For 2 1/2 years now James and I have had several ongoing arguments. Among them: sack lunch. When we decided to get out of the Army we knew that changing careers would mean a slight decrease in finances at first. And one of the first things we agreed on was that James would make lunch to take to work, except for those occasions where a co-worker or manager wanted to eat out – networking is important, after all. But for 2 1/2 years we've been going through the same routine. At night I ask James if he's made his lunch yet, he says "No, I'll do it in the morning," I roll my eyes knowing that isn't going to happen, and sure enough – about 50 – 60% of the time it doesn't. There are a number of reasons this has annoyed me to no end – I won't get into them because, well, that's between us. BUT, the bottom line is – this particular argument has been a thorn in my side for two. and a half. years.
It has gone beyond frustrating. It's made me angry, resentful, and just more angry.
For the last 5 weeks or so I have had a huge amount of work on my hands from my fledgling photography business. I've been grateful to be so busy, but it hasn't been without growing pains. And a lot of compromise and sacrifice on both mine and James' part.

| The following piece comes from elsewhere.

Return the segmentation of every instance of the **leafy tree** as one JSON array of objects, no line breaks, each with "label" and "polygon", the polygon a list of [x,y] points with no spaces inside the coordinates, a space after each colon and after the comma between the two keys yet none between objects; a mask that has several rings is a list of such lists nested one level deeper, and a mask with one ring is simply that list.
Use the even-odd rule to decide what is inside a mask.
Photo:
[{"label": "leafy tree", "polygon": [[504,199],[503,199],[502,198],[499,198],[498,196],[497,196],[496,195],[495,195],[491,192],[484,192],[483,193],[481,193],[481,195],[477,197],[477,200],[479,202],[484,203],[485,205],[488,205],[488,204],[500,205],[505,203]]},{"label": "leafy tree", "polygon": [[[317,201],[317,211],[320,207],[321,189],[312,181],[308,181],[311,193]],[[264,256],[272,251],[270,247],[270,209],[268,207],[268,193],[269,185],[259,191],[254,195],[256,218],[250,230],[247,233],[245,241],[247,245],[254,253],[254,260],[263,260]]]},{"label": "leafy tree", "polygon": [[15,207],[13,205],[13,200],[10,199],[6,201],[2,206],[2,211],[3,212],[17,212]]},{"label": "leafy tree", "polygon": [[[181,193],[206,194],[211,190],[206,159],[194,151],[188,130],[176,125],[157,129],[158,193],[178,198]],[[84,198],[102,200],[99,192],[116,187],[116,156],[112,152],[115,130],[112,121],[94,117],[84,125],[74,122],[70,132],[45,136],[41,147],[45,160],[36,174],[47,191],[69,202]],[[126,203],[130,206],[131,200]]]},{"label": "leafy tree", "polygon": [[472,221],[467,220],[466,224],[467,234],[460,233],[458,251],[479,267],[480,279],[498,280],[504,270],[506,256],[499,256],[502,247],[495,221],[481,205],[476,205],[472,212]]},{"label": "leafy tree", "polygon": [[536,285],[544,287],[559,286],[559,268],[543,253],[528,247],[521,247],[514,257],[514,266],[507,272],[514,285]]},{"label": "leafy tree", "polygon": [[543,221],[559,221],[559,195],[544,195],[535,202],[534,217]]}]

We've discovered some areas that will need working on if I'm going to continue to run a successful business, but I have also discovered some gems. Among them – James has grace. He's always been more patient than I am, more tolerant of my whims and tantrums than I would ever be in return…but he's come home almost every night after a long day's work to discover me focused intently at my computer…and without any prompting has picked up wherever I've left off with the girls. Don't get me wrong, almost every surface in my house is currently totally, embarrassingly grody. But the kids have been fed, bathed, dressed – and on most occasions the dishes have been done. All without me.
And when my laptop broke in the middle of a very busy working period, and I came crying to him desperate and panicking for some help with my workload, he made my crisis important and asked that question we females just want – need – to hear sometimes: "What can I do?" And when I told him what he could do to help, he did it. It was awesome.
So the other evening, while James was at his men's group, and I had some extra time on my hands organizing groceries, a thought occurred to me: "Let it go." A few minutes later, I'd packed his lunch, tucked a note inside, and resolved to let this one go, indefinitely. Two and a half years of the same argument…I guess I could continue making my point. It isn't a compromise, and it isn't what we agreed to. But we all need someone to give us a little grace. I've been lucky to have that from so many people in my life, including James. And in the end, even though it's only a small gesture, for me it represents a little growth to just – let it go.
I'm starting to wonder if I'd be less angry sometimes if I just had a little more grace.